Heh I’m actually working with a larger group on a game with Unity right now where one of the recent bugs was exactly due to that delay in checking for collision. Basically there are instances where the player moves so fast, the avatar has gone through the outer walls of the level before it has time to check if it’ll be hitting the wall within the next tick.
Our solution… make the walls thicker. *Cough*
You spelt implementing wrong.
Bret:
Just wanted to approve every character looking like Bruce Campbell’s literary agent.
simonsayzhigh:
i’ll be looking forward to it!
Good luck on the game and Don’t rush it!
wait doesnt Yahtzee also make indie games?
LaZodiac:
Yahtzee used to make games. He made three really good ones, and a fourth one which basicly tried to ruin everything else but was still semi decent. They were all adventure games that did huge dick moves he is not found of.

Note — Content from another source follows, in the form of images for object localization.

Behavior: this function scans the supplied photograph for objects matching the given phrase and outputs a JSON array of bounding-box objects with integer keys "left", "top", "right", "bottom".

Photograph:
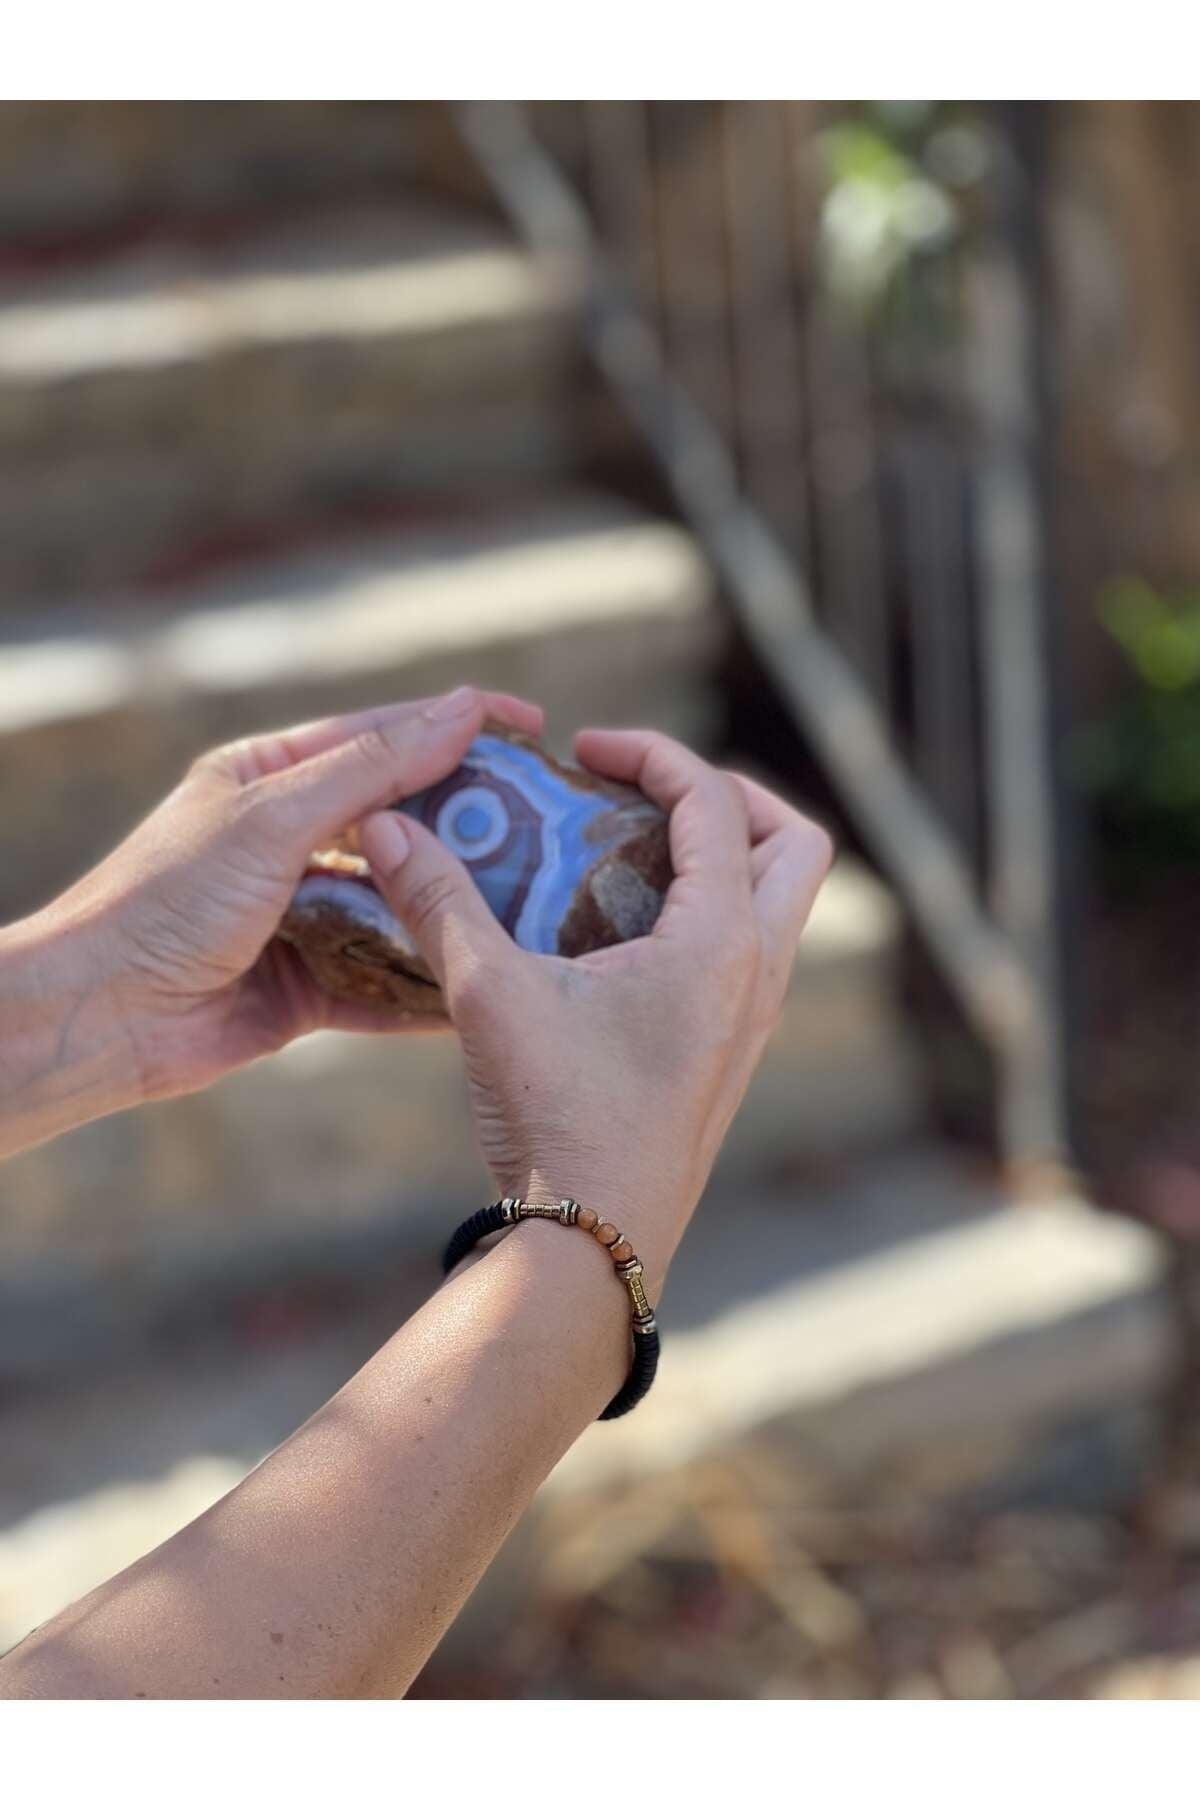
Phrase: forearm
[
  {"left": 0, "top": 1192, "right": 659, "bottom": 1699},
  {"left": 0, "top": 910, "right": 141, "bottom": 1162}
]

Incidently, despite them being VERY good, in both plot, art style, and programing, he’s disowned them, saying that as far as he cares he’s never made them.
Jaz:
Yeah, basically Yahtzee was a game developer and writer who suddenly transformed into a fountain of loathing, shedding his previous identities like so many dried up skin layers. I loved his site, and his games were pretty cool, but I started to get tired of the pandering and game-bashing in the Zero Punctuation series about a year ago.
I do still watch them occassionally, and they are still good for a chuckle, and it’s not that he’s terrible at judging games either, but I can only stomach so much of the snark.
Jim:
Here’s a trick I learned from the Quake engine to simplify collision handling considerably: if you enlarge the building blocks the world is built from by the radius of the player, you can treat the player as a point. Then you can check for collision between frames with a line segment test, which isn’t so tricky, and if there is a collision, you can move the player to the point of intersection.
Wow, that’s smart. How does it deal with the player’s bounding box extending by a different amount in different directions? Presumably he’s taller than he is wide, for example, which dimension should the world expand by?
Colthor:
Hahaha!
Collision detection is so much fun. Now add rigid body dynamics :)
Jim:
If your building blocks are axis-aligned rectangles, you can move the top and bottom of the rectangle outwards by half the height of the player, and you can move the left and right sides of the rectangle outwards by half the width of the player.
It gets trickier if your building blocks are arbitrarily shaped, like Quake’s are. If I recall correctly, Quake has three hard-coded collision hulls to support three sizes of moving object, all perfect cubes. A testament to how much you can simplify without anyone noticing.
Phydaux:
“Why don’t these idiots account for shit like this?”
The thing is they do. When many games notice you’re outside the map they warp you back in. And it’s these “Oh shit get the player back in the game” hacks that are the source of many glitches.
Just think of HL2, if an NPC gets stuck under/in/on/whatever an object they warp to the next bit of the story. The speedrunners noticed this and abused it to get through the in-game cutscenes.
Mikael:
“Wow, that’s smart. How does it deal with the player’s bounding box extending by a different amount in different directions? Presumably he’s taller than he is wide, for example, which dimension should the world expand by?”
Assuming a 2D world, break it into two separate scaling operations. Scale the world’s x axis by the character’s width, and then the world’s y axis by the character’s height.
Note that this trick only worlds with convex geometry. So a concave shape needs to be broken into convex parts. This is one of the reasons why Quake and its kind force level designers to use convex brushes when making maps.
But it does allow you to easily calculate when the character hits the wall during collision updates as a line verses plane intersection test. No more fast moving players getting outside the world between collision updates.